By Ron Cowen
The Phoenix Mars Lander has been entombed in ice on the Red Planet since November, but the extraordinarily salty tale it has told endures. The surprisingly high concentration of perchlorate salts found in the Martian polar soil by Phoenix’s wet chemistry lab last year — as much as a few percent — could mean that shallow, extremely briny reserves of water lie just below much of the Martian surface, several researchers will report next week at the annual Lunar and Planetary Science Conference in The Woodlands, Texas.
“There seems to be at least a possibility that we have liquid water in the near subsurface over much of the planet,” comments astrobiologist Christopher Chyba of Princeton University, not a member of the Phoenix teams. “That’s a pretty startling change in the way we think about Mars.”
Perchlorates are unique among salts because they can keep water liquid at temperatures as low as –68° Celsius, close to the minimum temperature at the Phoenix landing site last May, when the craft arrived in the arctic region.
Phoenix images taken early in the mission show liquid droplets moving and merging on the legs of the craft, Nilton Renno of the University of Michigan in Ann Arbor and his colleagues will report at the conference. The droplets might have come from subsurface briny pools penetrated by the lander, Renno’s team suggests.
Other Phoenix scientists, including Michael Hecht of NASA’s Jet Propulsion Laboratory in Pasadena, Calif., argue the blobs are likely to be frost, not liquid.
Regardless of the nature of the blobs, Hecht says he is in “violent agreement” with Renno about the possibility of briny pools.
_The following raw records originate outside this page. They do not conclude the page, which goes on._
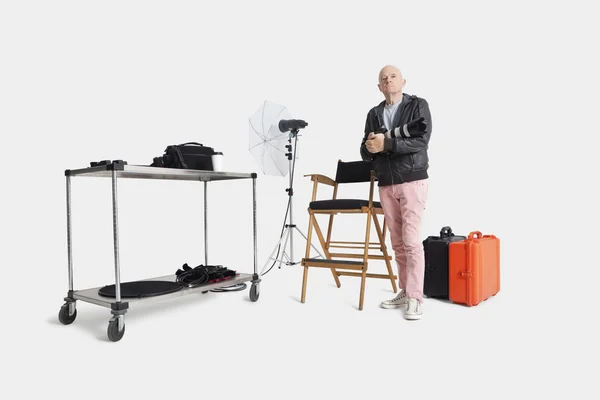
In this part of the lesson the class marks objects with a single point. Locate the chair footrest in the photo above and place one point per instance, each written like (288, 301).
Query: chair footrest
(326, 261)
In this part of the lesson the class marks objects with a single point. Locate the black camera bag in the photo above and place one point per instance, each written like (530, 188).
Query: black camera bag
(190, 155)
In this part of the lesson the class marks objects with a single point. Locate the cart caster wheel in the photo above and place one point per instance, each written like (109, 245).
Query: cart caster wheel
(113, 330)
(254, 292)
(63, 315)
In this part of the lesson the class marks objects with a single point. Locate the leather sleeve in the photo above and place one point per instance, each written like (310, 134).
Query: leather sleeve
(410, 145)
(364, 153)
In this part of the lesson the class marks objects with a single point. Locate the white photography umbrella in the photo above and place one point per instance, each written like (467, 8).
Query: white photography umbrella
(271, 134)
(267, 143)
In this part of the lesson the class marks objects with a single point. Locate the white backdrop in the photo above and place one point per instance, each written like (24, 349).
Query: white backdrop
(512, 91)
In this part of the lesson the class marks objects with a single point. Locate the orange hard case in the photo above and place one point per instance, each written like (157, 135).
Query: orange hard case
(474, 269)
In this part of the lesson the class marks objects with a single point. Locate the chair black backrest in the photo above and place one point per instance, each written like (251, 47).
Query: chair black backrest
(353, 171)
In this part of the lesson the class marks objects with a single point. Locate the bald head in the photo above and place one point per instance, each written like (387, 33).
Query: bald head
(389, 69)
(391, 83)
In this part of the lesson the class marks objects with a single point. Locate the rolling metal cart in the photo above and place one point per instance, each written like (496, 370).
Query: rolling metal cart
(118, 308)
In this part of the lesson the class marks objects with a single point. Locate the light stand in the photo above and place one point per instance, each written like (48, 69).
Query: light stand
(288, 229)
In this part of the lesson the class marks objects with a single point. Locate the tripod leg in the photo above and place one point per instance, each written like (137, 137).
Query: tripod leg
(284, 236)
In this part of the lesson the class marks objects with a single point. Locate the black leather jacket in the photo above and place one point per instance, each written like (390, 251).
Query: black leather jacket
(403, 159)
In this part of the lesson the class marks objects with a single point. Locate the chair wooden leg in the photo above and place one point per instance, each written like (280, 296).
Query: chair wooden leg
(366, 262)
(363, 280)
(323, 245)
(304, 279)
(381, 237)
(307, 255)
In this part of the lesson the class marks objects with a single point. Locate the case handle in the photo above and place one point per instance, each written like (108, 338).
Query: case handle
(196, 143)
(475, 235)
(446, 231)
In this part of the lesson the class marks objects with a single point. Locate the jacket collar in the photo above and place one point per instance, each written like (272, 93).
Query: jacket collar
(406, 98)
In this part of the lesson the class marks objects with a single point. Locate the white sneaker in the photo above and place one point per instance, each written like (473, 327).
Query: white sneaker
(398, 301)
(414, 309)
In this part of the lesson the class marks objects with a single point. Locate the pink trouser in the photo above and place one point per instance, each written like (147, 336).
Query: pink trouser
(403, 206)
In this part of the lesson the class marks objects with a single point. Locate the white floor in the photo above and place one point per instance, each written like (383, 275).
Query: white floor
(221, 344)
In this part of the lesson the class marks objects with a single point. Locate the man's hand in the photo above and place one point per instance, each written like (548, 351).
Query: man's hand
(374, 142)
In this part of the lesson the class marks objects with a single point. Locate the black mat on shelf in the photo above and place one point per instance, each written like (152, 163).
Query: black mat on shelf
(141, 289)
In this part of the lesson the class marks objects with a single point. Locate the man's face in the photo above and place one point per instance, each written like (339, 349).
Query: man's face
(390, 81)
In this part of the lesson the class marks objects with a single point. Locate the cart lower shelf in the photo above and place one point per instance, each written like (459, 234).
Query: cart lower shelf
(92, 296)
(116, 325)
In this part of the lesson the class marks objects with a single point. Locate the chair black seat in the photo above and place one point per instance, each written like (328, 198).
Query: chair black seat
(342, 204)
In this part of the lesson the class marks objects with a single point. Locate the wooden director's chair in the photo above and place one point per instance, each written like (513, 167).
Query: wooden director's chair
(347, 172)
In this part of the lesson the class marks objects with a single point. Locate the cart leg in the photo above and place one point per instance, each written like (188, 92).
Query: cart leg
(68, 311)
(116, 325)
(205, 223)
(255, 288)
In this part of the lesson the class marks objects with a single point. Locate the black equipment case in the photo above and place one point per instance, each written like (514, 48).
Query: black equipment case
(190, 155)
(436, 284)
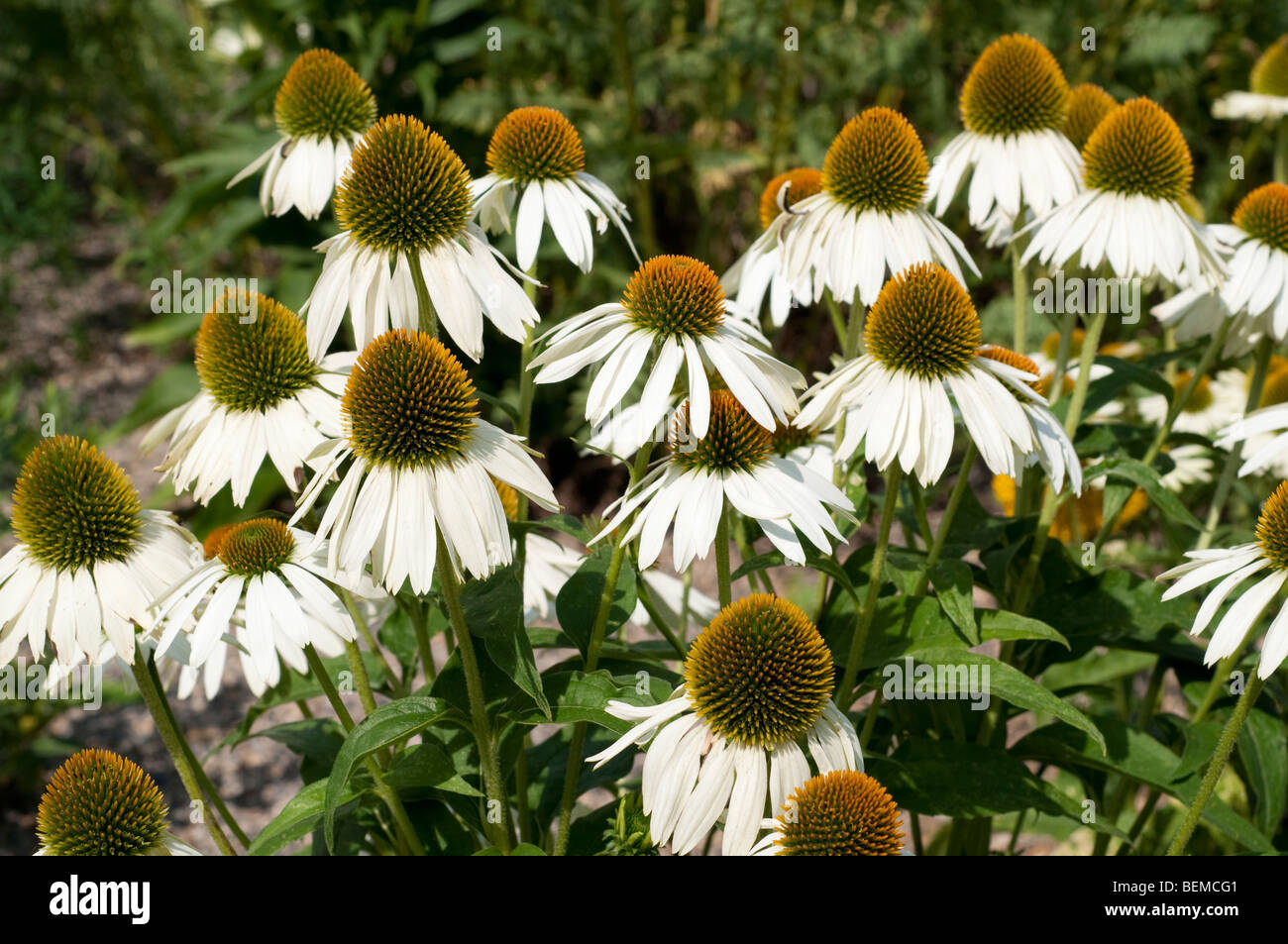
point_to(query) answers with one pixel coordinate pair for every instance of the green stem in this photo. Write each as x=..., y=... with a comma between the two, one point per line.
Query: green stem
x=845, y=690
x=390, y=798
x=329, y=689
x=1051, y=501
x=1061, y=356
x=1173, y=411
x=419, y=616
x=174, y=743
x=725, y=588
x=596, y=640
x=954, y=500
x=1282, y=153
x=651, y=607
x=520, y=789
x=489, y=760
x=361, y=622
x=1122, y=788
x=746, y=552
x=202, y=778
x=870, y=719
x=428, y=317
x=1224, y=747
x=1142, y=818
x=360, y=675
x=644, y=205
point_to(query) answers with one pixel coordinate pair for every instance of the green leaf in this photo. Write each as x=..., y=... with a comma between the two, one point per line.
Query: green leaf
x=493, y=612
x=1140, y=474
x=578, y=603
x=426, y=765
x=953, y=778
x=1263, y=752
x=578, y=695
x=171, y=387
x=384, y=726
x=954, y=587
x=493, y=605
x=295, y=686
x=1096, y=668
x=1008, y=627
x=299, y=818
x=1014, y=686
x=1138, y=756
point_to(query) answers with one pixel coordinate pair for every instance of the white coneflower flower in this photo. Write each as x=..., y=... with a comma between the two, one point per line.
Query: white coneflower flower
x=1214, y=403
x=756, y=682
x=406, y=202
x=922, y=356
x=548, y=566
x=1263, y=432
x=838, y=813
x=811, y=449
x=1267, y=95
x=536, y=157
x=1257, y=282
x=673, y=308
x=868, y=219
x=1054, y=450
x=89, y=558
x=1137, y=170
x=1014, y=106
x=420, y=464
x=321, y=111
x=269, y=581
x=734, y=460
x=1234, y=566
x=261, y=394
x=99, y=802
x=759, y=270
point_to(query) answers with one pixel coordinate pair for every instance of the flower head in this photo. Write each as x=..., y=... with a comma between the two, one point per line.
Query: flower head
x=1014, y=151
x=1269, y=553
x=423, y=464
x=102, y=803
x=1014, y=86
x=536, y=157
x=838, y=813
x=733, y=460
x=322, y=107
x=1089, y=104
x=786, y=189
x=322, y=97
x=876, y=162
x=758, y=682
x=1267, y=95
x=923, y=348
x=1131, y=218
x=404, y=209
x=674, y=312
x=535, y=143
x=406, y=189
x=89, y=557
x=1138, y=150
x=262, y=394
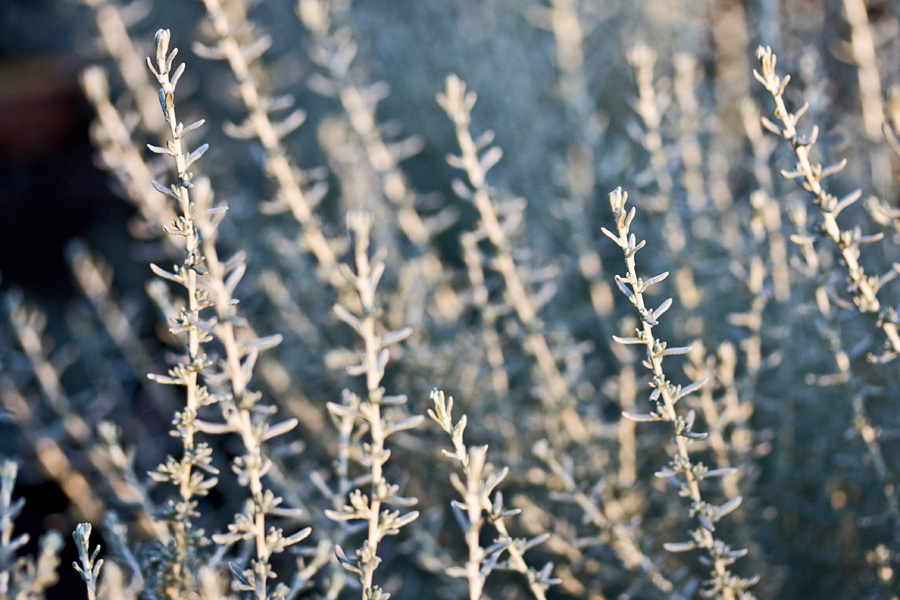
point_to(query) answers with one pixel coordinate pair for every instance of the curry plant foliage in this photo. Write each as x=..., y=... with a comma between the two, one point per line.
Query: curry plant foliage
x=677, y=398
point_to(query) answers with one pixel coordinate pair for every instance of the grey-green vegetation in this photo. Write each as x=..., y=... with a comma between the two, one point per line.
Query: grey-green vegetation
x=239, y=410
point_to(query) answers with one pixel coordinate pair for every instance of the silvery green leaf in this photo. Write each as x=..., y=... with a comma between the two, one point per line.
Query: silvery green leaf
x=238, y=574
x=177, y=75
x=655, y=280
x=193, y=126
x=624, y=288
x=163, y=189
x=490, y=158
x=720, y=472
x=835, y=168
x=537, y=540
x=641, y=417
x=847, y=200
x=690, y=389
x=213, y=428
x=676, y=351
x=347, y=317
x=730, y=506
x=339, y=410
x=290, y=123
x=159, y=150
x=256, y=48
x=264, y=343
x=803, y=239
x=164, y=379
x=395, y=400
x=280, y=428
x=662, y=309
x=611, y=236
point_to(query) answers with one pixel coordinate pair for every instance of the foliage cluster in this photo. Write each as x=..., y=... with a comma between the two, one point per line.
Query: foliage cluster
x=263, y=411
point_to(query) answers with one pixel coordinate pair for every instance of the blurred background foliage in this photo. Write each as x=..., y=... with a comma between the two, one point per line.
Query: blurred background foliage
x=817, y=513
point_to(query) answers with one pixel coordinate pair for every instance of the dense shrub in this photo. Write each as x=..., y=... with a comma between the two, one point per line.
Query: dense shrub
x=686, y=392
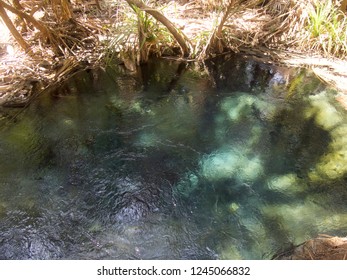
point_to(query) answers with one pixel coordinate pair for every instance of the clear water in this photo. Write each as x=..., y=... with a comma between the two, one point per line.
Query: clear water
x=233, y=159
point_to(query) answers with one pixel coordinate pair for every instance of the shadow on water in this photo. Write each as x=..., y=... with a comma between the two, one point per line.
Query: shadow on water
x=233, y=159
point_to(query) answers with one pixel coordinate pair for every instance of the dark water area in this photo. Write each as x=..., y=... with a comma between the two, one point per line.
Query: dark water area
x=231, y=159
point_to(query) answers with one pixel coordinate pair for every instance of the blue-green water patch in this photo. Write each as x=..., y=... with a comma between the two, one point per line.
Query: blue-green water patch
x=233, y=159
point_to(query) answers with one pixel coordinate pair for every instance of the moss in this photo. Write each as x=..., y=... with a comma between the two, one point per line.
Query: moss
x=288, y=184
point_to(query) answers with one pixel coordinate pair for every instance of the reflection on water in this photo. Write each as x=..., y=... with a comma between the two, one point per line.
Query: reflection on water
x=230, y=160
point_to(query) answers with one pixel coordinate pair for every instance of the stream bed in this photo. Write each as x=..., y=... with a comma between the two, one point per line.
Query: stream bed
x=231, y=159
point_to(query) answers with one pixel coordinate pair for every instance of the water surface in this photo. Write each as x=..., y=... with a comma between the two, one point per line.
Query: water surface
x=233, y=159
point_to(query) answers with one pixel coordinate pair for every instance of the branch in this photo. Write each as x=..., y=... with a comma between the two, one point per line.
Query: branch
x=181, y=39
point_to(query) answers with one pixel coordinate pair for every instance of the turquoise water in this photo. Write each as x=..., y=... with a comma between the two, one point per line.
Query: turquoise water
x=233, y=159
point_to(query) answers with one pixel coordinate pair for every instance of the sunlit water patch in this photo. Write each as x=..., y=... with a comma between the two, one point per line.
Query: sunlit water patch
x=233, y=159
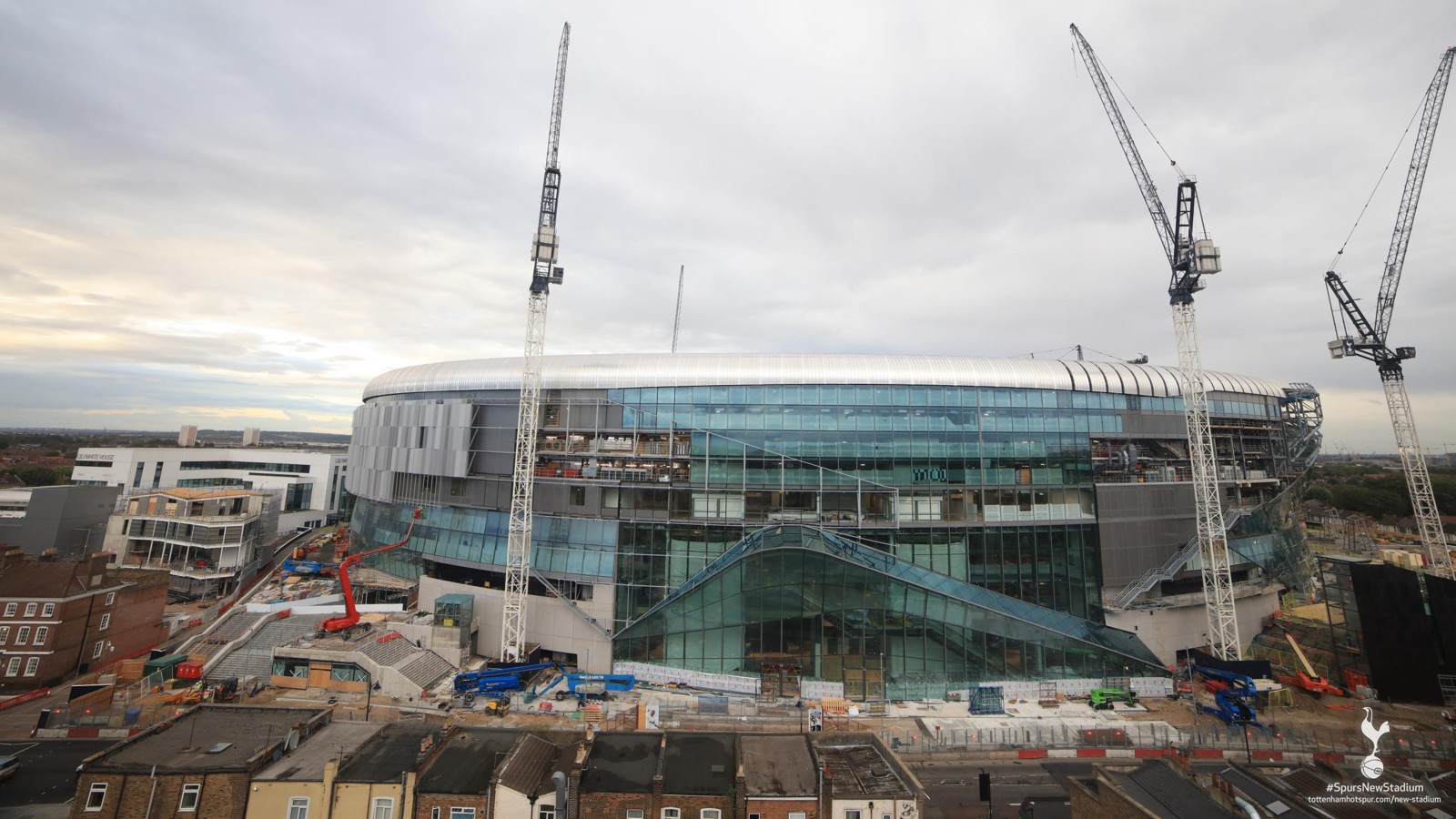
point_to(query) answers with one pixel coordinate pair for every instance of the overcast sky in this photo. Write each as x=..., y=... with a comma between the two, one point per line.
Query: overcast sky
x=238, y=213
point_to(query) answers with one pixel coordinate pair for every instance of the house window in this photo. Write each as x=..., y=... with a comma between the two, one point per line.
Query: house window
x=96, y=796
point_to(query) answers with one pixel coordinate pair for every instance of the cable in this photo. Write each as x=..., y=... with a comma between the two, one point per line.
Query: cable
x=1419, y=108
Such pools could force scientists “to go back and re-examine a lot of conclusions that we’ve reached about Mars,” Hecht says.
The existence of pools may explain the possible movement of Mars’ polar ice caps, the source of gullies found on the planet a few years ago, the regulation of water vapor in the Martian atmosphere and the prevalence of salt-encrusted soil revealed by the Martian rovers near the planet’s equator.
The high concentration of perchlorates is likely to exist across Martian soil, not just where Phoenix landed, Hecht says. But the proposed perchlorate brines would be “too cold, too salty” to up the chances for finding active life on the planet, asserts astrobiologist Chris McKay of NASA’s Ames Research Center in Mountain View, Calif.
The “activity level” of the briny water, a measure of the amount of water that’s not chemically tied up in salt ions and therefore available to organisms, would be much too low to support the gene repair necessary for life to survive, adds astrobiologist David Des Marais, also of Ames. The highly saline water could, however, act to preserve organic compounds and vestiges of life, he says.
It’s possible that some kind of organism could extract energy by munching on the perchlorate as a kind of power bar, but the bacteria would have to have access to enough water to avoid getting desiccated, Hecht says.
When researchers first announced in 2000 that a camera on the Mars Global Surveyor craft had found evidence of gullies, a few people suggested that salty brines coming out of the Martian hillsides might explain the features. But most researchers rejected that suggestion out of hand because temperatures on the Martian surface were too cold to keep any known brine from freezing. With the discovery of a high concentration of perchlorates, which could maintain an extremely low-temperature brine, the suggestion may need to be taken more seriously, Hecht says.
“That’s where we find ourselves now,” rethinking many of the assumptions made about Mars over the past decade, Hecht says.
He and his colleagues, including David Fisher of the Geological Survey of Canada in Ottawa, suggest that Mars’ polar caps may float on a bed of perchlorate brine or sludge, allowing the caps to migrate. Hecht and his colleagues also suggest that the water soaked up by perchlorate in the soil could regulate the amount of water vapor in the atmosphere, which in turn could have a profound influence on the Red Planet’s global climate. The existence of perchlorate-rich brines may also explain why a gamma-ray spectrometer on the Mars Odyssey mission found a high concentration of hydrogen in the equatorial region of the planet, says Des Marais. The detection of hydrogen at low latitudes on Mars indicates the presence of either liquid water or the hydroxyl ion (OH–), which is strongly bound to a mineral or a solute, such as perchlorate, in a highly concentrated brine, he says.
Then there’s this thought: Should any of the proposed near-surface brines harbor organisms, says Chyba, “we’re in a realm where we’ve got to be cleaning our spacecraft much much better,” to avoid contaminating the creatures, he says.